During this phase, start upskilling the broader team. Internal training on AI testing concepts does not need to be elaborate. A monthly lunch-and-learn where someone demonstrates an AI testing tool or walks through a defect data analysis goes a long way. Also start measuring the things each role is supposed to improve. How long do releases take today? How much time goes into test maintenance? How long do teams wait for environments? You cannot prove improvement without knowing where you started.
Months 10 to 18: Expand the Roles, Formalize the Org Chart, and Build Career Paths
Third and fourth roles go live. Start measuring outcome improvements against baselines. Adjust your org chart formally by updating reporting lines and creating the 3-layer structure. Then evaluate which of the remaining roles are actually needed based on your specific pain points. Not all 7 are required for every enterprise.
Build career paths during this phase. Show existing team members the specific progression from their current role to an evolved role, with concrete skill milestones along the way. Gartner analysts have noted that across the industry, jobs are being redesigned and consolidated, and entry-level hiring is slowing down. QA professionals who adapt into these new roles will be more valuable than they are today. But they need a clear path to follow.
Which Role to Build First
Here is something most people get wrong: they start with the most technically exciting role instead of the one that solves their most expensive problem. The Agentic Automation Architect sounds impressive, but if your biggest bottleneck is audit preparation eating 3 weeks every quarter, the Compliance Automation Lead will deliver ROI faster than any other role on this list.
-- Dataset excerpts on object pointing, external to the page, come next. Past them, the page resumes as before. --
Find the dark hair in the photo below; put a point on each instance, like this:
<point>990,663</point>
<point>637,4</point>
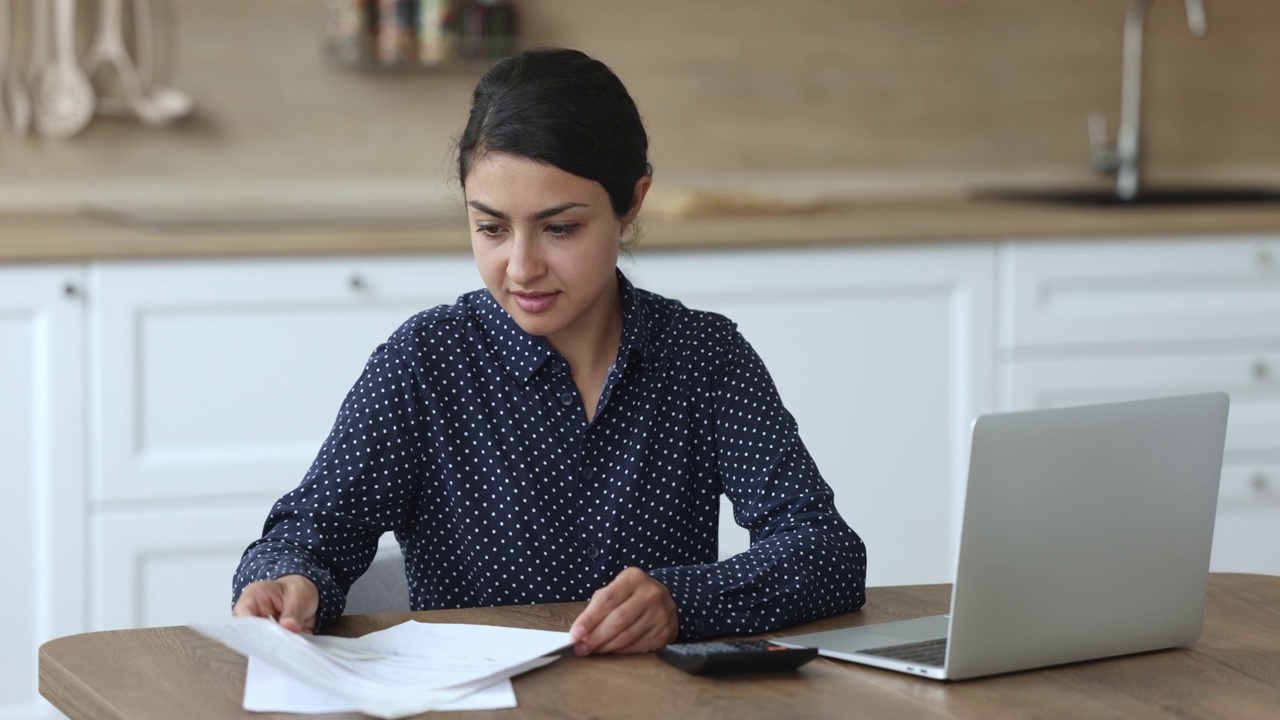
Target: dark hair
<point>562,108</point>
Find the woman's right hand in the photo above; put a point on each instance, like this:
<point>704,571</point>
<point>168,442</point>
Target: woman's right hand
<point>289,600</point>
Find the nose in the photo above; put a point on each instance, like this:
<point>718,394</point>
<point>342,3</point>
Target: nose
<point>525,263</point>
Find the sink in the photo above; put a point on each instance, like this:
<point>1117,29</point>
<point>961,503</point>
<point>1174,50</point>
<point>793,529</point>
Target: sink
<point>1153,196</point>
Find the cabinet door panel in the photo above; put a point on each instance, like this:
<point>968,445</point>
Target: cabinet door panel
<point>1248,519</point>
<point>883,356</point>
<point>1064,294</point>
<point>223,378</point>
<point>41,469</point>
<point>168,566</point>
<point>1255,415</point>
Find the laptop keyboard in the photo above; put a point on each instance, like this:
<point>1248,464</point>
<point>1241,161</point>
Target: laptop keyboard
<point>928,652</point>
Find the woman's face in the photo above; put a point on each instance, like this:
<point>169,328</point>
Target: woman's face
<point>547,245</point>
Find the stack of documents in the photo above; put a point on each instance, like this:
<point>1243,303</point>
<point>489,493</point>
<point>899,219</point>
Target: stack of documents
<point>403,670</point>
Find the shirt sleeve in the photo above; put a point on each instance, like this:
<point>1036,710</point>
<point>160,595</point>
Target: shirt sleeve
<point>804,561</point>
<point>359,487</point>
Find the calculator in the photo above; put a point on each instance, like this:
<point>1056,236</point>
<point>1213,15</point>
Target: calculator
<point>737,656</point>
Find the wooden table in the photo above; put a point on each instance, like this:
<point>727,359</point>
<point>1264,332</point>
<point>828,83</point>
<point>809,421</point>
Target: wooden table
<point>1232,673</point>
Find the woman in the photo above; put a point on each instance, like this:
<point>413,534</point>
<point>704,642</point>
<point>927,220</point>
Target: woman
<point>561,434</point>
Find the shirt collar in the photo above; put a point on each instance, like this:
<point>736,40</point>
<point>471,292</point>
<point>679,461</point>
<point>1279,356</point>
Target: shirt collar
<point>524,354</point>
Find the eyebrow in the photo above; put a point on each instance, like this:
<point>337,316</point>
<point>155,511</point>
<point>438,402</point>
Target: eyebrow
<point>538,215</point>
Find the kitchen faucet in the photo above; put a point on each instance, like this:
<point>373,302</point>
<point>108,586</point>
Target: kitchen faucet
<point>1123,159</point>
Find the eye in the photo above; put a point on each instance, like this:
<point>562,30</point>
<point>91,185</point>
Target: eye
<point>562,229</point>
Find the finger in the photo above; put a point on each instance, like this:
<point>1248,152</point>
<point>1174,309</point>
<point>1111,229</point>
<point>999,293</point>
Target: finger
<point>298,605</point>
<point>259,600</point>
<point>638,605</point>
<point>647,630</point>
<point>602,602</point>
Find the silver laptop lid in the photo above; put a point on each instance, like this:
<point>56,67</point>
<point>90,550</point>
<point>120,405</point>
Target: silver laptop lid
<point>1087,533</point>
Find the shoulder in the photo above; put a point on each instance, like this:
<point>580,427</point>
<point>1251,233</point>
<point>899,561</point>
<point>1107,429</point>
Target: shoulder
<point>675,327</point>
<point>438,331</point>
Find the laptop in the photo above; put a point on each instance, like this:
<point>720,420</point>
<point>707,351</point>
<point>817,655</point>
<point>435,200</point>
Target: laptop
<point>1086,534</point>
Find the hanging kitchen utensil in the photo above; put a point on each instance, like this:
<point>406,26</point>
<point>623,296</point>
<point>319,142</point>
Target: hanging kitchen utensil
<point>156,108</point>
<point>64,101</point>
<point>145,35</point>
<point>14,104</point>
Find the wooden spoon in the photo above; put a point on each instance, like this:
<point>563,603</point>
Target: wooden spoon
<point>64,104</point>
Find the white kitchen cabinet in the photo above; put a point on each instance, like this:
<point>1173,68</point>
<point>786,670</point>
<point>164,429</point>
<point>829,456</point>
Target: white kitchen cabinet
<point>883,356</point>
<point>41,472</point>
<point>1097,322</point>
<point>213,386</point>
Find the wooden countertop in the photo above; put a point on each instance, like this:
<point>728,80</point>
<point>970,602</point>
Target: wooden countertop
<point>73,237</point>
<point>1232,671</point>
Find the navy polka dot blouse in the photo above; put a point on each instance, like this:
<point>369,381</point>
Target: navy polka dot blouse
<point>466,437</point>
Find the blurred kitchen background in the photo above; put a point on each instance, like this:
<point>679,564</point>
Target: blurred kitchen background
<point>882,96</point>
<point>163,270</point>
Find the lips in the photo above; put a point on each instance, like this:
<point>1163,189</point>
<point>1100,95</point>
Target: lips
<point>534,301</point>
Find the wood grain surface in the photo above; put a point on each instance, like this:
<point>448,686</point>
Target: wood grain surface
<point>1233,671</point>
<point>35,237</point>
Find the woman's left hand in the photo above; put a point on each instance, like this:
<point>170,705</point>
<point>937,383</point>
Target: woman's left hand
<point>632,614</point>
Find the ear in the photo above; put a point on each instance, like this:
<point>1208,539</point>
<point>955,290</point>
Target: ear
<point>638,199</point>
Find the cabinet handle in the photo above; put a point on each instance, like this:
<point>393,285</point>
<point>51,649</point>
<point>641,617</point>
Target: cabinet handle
<point>1261,370</point>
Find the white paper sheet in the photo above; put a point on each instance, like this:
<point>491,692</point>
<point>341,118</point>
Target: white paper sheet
<point>266,689</point>
<point>403,670</point>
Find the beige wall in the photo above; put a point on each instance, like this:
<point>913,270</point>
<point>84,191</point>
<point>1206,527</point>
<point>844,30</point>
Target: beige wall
<point>901,94</point>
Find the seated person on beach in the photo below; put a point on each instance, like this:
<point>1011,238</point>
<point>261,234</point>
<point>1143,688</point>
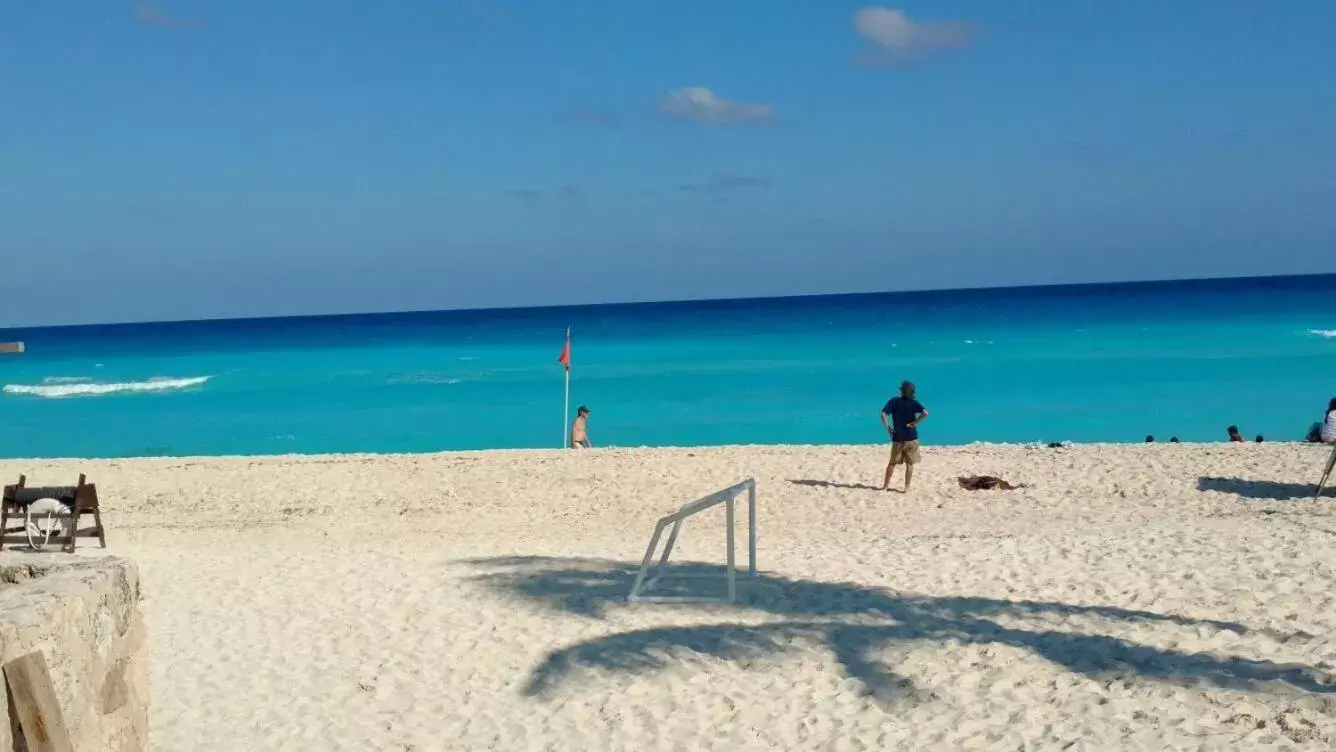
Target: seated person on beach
<point>905,416</point>
<point>580,429</point>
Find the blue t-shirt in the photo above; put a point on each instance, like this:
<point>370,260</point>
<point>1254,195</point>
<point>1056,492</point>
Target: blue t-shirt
<point>903,410</point>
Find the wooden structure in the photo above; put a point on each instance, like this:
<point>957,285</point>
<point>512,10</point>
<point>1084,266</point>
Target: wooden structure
<point>80,498</point>
<point>34,703</point>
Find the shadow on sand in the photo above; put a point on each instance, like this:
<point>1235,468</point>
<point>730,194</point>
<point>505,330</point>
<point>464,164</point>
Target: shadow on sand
<point>857,624</point>
<point>1265,490</point>
<point>834,485</point>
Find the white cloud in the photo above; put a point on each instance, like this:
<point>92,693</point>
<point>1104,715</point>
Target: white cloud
<point>703,106</point>
<point>895,34</point>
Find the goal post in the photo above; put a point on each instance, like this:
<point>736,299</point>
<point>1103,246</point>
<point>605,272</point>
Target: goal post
<point>728,497</point>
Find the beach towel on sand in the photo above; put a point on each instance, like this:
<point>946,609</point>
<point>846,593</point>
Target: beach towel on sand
<point>986,484</point>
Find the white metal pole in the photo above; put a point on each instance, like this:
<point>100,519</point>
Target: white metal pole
<point>565,406</point>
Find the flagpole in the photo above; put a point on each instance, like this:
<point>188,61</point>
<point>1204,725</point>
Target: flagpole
<point>565,408</point>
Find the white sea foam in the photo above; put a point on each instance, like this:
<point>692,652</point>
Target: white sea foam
<point>56,390</point>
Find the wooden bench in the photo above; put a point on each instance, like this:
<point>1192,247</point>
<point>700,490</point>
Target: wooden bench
<point>80,498</point>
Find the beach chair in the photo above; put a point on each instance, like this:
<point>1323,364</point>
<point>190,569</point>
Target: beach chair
<point>80,500</point>
<point>1327,474</point>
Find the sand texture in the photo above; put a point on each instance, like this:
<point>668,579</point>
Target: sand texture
<point>1132,597</point>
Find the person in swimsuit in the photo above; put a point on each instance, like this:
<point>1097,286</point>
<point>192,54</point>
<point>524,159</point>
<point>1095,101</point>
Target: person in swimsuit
<point>905,414</point>
<point>580,429</point>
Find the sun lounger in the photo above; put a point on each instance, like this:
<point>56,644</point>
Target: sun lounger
<point>82,501</point>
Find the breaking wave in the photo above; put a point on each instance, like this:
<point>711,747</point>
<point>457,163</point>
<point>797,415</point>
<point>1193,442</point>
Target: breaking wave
<point>59,388</point>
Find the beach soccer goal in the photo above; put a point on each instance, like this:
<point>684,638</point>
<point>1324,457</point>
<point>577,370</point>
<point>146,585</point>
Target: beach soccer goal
<point>641,588</point>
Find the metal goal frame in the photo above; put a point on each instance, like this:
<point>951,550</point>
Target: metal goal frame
<point>727,497</point>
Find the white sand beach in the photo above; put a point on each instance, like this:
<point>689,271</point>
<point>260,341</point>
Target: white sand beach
<point>1133,597</point>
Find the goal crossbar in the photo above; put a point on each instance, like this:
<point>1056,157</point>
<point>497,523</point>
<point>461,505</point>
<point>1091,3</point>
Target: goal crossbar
<point>728,497</point>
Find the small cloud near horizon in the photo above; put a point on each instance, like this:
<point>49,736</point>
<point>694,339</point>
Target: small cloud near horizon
<point>704,106</point>
<point>727,182</point>
<point>897,38</point>
<point>151,15</point>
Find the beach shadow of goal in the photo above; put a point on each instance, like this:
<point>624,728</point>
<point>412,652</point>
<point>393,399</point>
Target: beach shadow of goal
<point>696,584</point>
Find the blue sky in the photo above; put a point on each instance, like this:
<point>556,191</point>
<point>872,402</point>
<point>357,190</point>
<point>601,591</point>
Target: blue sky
<point>191,158</point>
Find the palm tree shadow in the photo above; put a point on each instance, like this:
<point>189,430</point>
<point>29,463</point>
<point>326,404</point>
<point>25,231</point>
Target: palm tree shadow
<point>1265,490</point>
<point>814,484</point>
<point>857,624</point>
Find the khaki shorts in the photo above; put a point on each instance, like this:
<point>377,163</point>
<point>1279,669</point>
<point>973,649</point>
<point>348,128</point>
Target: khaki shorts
<point>905,453</point>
So ask yourself one question: what is costing us the most time or money right now in our release process?
If AI tools are adopted but releases are still slow, start with the AI Test Strategist. If your ERP vendor is shipping AI features that nobody tests properly, start with the AI Output QA Analyst. If script maintenance is consuming your automation team, start with the Agentic Test Automation Architect. If you cannot tell whether you are testing the right things, start with the Quality Intelligence Analyst.
If teams wait days for test environments, the Quality Platform Engineer is your first move. If audits delay every release, the Compliance Automation Lead unblocks you fastest. And if production incidents keep showing up despite thorough pre-release testing, the Continuous Quality Engineer closes that problem.
Pick one, build the capability over a quarter, and prove the value before you expand to the next.
Everything You Need Is Already on Your Team. Start Building.
The QA director from the beginning of this article ended up filling her first new role by promoting her most senior QA lead. She gave him 60 days to run pilots with 3 AI testing tools. His job was simple: recommend where AI should and should not be used in their release process. His report reshaped how the entire team works. “The role paid for itself in the first quarter,” she said. “I just wish I’d started sooner.”
You do not need all 7 roles tomorrow. But the ones you need, you will wish you had started sooner.